Daha bu hafta, Türkiye Cumhurbaşkanı Recep Tayyip Erdoğan, Türkiye'nin Rojava’dan kaynaklanan tehditleri ortadan kaldırmaya kararlı olduğunu açıkladı. Bu arada, Esad rejimi ise, kuzeydoğunun bazı bölümlerinin nominal olarak devletin bir parçası olarak kalacağı, ancak fiilen Suriye Kürtlerinin kontrolü altına gireceği “daha merkezi olmayan bir Suriye devleti” önerisine ilgisiz görünüyor.

“Kürtlerin ilk iki nihai hedefi rejimin ikna edilmesi ve ABD’nin güvence vermesi”

İlham Ahmed'in son diplomatik girişimleri bu sebeplerden ötürü Moskova ve Washington'a odaklı kaldı. Kürtler, ilk olarak Rusların, Esad rejimini Rojava’da mümkün olduğunca fazla özerkliği koruyacak bir tür uzlaşmaya ikna etmeye ikna etmeyi umuyor. İkincisi ise, ABD'nin onları bir daha terk etmeme taahhüdünü güvence altına almayı amaçlıyorlar.

Ahmed, 29 Eylül'de Washington Enstitüsü'nün ev sahipliğinde düzenlenen bir konferansta, “Ortağımız ABD'nin devam edecek desteği bizim için çok önemli. Kuzey ve Doğu Suriye Özerk Yönetimi, güvensizlik, yoksulluk, dış müdahale ve terör gibi çok sayıda engelle karşı karşıya. Ayrıca, Cenevre barış süreci ve anayasal süreç durdu. ABD, despotizm, vekalet çatışmaları ve terörden arınmış daha istikrarlı bir Suriye arayışında bu sorunları hafifletmeye yardımcı olabilir” açıklamasında bulundu.
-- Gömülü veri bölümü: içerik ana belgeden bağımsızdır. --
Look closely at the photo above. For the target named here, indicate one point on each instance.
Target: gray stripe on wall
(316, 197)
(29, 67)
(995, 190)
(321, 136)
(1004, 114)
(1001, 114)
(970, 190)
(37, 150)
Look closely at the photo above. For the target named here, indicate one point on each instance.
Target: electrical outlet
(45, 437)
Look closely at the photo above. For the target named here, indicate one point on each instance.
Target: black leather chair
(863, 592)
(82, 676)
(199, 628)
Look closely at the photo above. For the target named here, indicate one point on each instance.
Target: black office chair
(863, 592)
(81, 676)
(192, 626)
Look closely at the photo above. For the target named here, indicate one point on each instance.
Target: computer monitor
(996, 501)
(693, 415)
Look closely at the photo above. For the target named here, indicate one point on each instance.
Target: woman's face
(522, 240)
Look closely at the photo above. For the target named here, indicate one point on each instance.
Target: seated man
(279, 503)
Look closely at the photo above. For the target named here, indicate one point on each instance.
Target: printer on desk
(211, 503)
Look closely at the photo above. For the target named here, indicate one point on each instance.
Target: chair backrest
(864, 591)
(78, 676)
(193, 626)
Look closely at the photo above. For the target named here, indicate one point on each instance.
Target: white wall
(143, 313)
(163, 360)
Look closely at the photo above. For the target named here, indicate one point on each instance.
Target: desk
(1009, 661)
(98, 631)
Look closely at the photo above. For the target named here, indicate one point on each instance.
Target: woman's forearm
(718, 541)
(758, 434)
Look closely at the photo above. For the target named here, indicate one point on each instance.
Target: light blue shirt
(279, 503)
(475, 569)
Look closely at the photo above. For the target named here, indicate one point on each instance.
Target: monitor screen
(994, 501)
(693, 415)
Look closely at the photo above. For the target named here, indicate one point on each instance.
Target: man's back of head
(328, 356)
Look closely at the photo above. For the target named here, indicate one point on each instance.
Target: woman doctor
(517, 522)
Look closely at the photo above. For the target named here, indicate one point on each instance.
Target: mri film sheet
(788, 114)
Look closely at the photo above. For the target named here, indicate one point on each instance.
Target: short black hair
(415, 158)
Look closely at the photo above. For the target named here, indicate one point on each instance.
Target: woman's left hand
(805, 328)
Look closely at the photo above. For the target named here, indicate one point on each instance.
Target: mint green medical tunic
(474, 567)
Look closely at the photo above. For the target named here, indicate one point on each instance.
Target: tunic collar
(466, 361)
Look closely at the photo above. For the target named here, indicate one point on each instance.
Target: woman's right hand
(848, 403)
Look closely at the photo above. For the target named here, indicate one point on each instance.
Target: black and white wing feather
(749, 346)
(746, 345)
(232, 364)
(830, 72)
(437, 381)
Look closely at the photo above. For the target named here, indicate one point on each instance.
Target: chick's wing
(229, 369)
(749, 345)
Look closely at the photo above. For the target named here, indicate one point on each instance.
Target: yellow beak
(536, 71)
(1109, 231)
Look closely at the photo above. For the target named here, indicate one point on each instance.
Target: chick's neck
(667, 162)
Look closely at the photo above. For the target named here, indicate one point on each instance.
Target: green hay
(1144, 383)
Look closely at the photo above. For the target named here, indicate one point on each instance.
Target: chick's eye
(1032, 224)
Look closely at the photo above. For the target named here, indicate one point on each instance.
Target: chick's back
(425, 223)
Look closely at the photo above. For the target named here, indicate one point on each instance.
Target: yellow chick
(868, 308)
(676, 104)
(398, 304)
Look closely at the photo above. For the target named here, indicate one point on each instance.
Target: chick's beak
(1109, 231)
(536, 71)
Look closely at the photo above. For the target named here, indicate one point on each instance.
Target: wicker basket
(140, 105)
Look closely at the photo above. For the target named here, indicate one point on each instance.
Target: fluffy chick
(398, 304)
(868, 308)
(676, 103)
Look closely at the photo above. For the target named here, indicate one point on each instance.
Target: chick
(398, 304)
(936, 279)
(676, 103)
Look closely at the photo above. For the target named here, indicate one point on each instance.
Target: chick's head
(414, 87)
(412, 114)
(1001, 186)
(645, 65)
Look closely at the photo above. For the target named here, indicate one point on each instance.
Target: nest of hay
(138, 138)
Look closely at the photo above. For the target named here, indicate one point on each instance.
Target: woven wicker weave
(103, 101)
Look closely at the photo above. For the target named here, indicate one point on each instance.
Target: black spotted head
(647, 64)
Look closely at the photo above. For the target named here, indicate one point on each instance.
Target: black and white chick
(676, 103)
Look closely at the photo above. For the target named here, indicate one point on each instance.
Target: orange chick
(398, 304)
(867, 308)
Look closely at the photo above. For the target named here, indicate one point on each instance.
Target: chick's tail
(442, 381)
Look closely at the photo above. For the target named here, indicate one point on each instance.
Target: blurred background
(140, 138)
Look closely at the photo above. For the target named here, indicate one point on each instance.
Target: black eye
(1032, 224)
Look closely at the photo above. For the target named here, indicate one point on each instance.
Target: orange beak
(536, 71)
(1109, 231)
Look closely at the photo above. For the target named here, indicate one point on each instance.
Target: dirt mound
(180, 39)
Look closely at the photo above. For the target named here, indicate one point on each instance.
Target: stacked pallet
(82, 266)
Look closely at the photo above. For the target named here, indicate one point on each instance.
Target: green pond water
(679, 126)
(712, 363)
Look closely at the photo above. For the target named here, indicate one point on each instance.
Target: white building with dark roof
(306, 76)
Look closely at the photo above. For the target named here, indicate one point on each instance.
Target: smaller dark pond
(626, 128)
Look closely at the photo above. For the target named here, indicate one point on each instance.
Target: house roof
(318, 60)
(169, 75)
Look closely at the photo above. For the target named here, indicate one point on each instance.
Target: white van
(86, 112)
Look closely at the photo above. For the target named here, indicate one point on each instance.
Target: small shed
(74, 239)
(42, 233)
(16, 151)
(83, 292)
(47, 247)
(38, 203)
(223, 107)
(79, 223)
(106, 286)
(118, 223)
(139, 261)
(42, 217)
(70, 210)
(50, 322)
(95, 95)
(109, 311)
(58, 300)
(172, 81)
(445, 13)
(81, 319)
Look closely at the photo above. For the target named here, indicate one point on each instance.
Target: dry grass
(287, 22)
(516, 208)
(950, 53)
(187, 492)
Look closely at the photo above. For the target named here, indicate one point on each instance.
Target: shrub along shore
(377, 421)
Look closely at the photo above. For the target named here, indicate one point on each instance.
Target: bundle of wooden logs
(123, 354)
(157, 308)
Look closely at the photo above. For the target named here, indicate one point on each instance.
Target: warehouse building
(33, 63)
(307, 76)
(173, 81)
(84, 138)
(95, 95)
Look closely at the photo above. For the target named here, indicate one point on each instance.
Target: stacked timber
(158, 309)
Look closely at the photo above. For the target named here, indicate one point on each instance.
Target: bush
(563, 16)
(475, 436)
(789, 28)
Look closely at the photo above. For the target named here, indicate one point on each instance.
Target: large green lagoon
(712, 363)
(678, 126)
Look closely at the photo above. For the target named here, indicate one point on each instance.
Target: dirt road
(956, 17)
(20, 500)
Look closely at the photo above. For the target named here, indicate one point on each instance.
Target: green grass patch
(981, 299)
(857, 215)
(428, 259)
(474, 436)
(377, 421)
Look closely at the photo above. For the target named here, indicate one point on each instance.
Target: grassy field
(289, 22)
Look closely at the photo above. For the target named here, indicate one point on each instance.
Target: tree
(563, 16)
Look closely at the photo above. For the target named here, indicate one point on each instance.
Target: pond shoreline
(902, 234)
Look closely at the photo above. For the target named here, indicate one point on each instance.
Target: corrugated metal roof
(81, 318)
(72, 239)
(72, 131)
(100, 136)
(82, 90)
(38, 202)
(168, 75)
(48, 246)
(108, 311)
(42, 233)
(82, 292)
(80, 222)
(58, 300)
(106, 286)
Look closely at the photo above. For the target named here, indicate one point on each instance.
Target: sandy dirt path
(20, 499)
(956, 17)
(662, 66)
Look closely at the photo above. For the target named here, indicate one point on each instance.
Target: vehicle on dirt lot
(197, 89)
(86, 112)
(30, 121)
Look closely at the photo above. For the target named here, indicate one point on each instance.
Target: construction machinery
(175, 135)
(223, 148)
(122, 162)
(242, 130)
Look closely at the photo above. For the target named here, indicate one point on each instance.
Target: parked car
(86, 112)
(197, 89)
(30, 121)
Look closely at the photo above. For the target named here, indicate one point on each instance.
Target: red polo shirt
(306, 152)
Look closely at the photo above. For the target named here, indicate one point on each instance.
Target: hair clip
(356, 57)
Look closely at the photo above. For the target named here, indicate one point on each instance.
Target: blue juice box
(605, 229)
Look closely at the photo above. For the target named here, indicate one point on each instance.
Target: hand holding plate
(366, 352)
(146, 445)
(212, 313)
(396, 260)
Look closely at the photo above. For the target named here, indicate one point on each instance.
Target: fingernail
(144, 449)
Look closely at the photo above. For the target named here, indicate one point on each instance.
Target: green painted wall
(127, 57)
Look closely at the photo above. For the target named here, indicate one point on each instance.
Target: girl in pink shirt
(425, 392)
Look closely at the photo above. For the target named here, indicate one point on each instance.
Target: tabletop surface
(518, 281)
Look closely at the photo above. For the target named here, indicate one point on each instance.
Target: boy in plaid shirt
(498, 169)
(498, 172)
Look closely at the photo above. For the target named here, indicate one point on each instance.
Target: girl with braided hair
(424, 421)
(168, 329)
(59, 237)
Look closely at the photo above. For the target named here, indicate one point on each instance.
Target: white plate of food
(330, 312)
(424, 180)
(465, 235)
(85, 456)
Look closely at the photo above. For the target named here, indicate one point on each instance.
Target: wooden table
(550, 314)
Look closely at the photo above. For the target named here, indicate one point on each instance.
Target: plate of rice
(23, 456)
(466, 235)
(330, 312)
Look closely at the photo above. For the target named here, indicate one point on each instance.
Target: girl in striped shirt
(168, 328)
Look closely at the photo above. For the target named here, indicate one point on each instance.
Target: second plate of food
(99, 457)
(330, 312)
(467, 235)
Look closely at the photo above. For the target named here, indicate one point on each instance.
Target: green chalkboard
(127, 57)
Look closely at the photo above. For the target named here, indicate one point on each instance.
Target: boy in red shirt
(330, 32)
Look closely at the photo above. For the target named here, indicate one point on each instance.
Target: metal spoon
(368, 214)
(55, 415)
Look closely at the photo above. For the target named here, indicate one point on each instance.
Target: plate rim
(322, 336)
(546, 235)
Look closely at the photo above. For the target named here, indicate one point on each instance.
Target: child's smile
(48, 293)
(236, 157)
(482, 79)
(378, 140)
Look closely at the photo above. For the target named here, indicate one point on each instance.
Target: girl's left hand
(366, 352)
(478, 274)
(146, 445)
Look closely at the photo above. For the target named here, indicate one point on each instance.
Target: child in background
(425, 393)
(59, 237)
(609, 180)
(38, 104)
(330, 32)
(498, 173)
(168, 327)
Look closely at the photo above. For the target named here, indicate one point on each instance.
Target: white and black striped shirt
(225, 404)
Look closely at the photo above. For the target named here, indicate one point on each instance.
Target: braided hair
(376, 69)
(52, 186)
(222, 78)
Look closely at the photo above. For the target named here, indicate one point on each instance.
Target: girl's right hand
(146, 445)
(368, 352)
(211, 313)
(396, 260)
“ABD’nin çekilmesi Kürtlerin zararına, diğerlerinin yararına”

Amerika'nın ağustos ayında Afganistan'dan kaotik çıkışı, kuşkusuz, kendi gelecekleri konusunda şimdiden kaygı duyan Suriyeli Kürtlerin sinirlerini bozacaktır. Esad, Türkiye ve IŞİD ise, ABD'nin Rojava’dan benzer bir şekilde çekilmesini memnuniyetle karşılayacaktır.

Fakat Biden yönetimi Suriye’de, Afganistan benzer, bir utançtan kaçınmaya çalışacağından ABD’nin Afganistan'dan çekilmesi konusu Suriyeli Kürtlerin lehine çalışabilir.

İlham Ahmed Reuters’a verdiği demeçte, "Onlar (Amerikalılar), IŞİD'i yok etmek ve kuzeydoğu Suriye'de altyapı inşa etmek için ne gerekiyorsa yapacaklarına söz verdiler. Suriye’de kalacaklarını ve geri çekilmeyeceklerini, IŞİD'le savaşmaya devam edeceklerini söylediler” dedi.

Şam'da veya Ankara’ya karşı herhangi bir tavır değişikliği olmaksızın, Suriyeli Kürtlerin ABD varlığına, işbirliğine ve desteğine güvenmeye devam etmekten başka seçenekleri kalmadı. Olsa olsa statükoyu ve istikrarsız özerkliklerinin ömrünü uzatabilirler.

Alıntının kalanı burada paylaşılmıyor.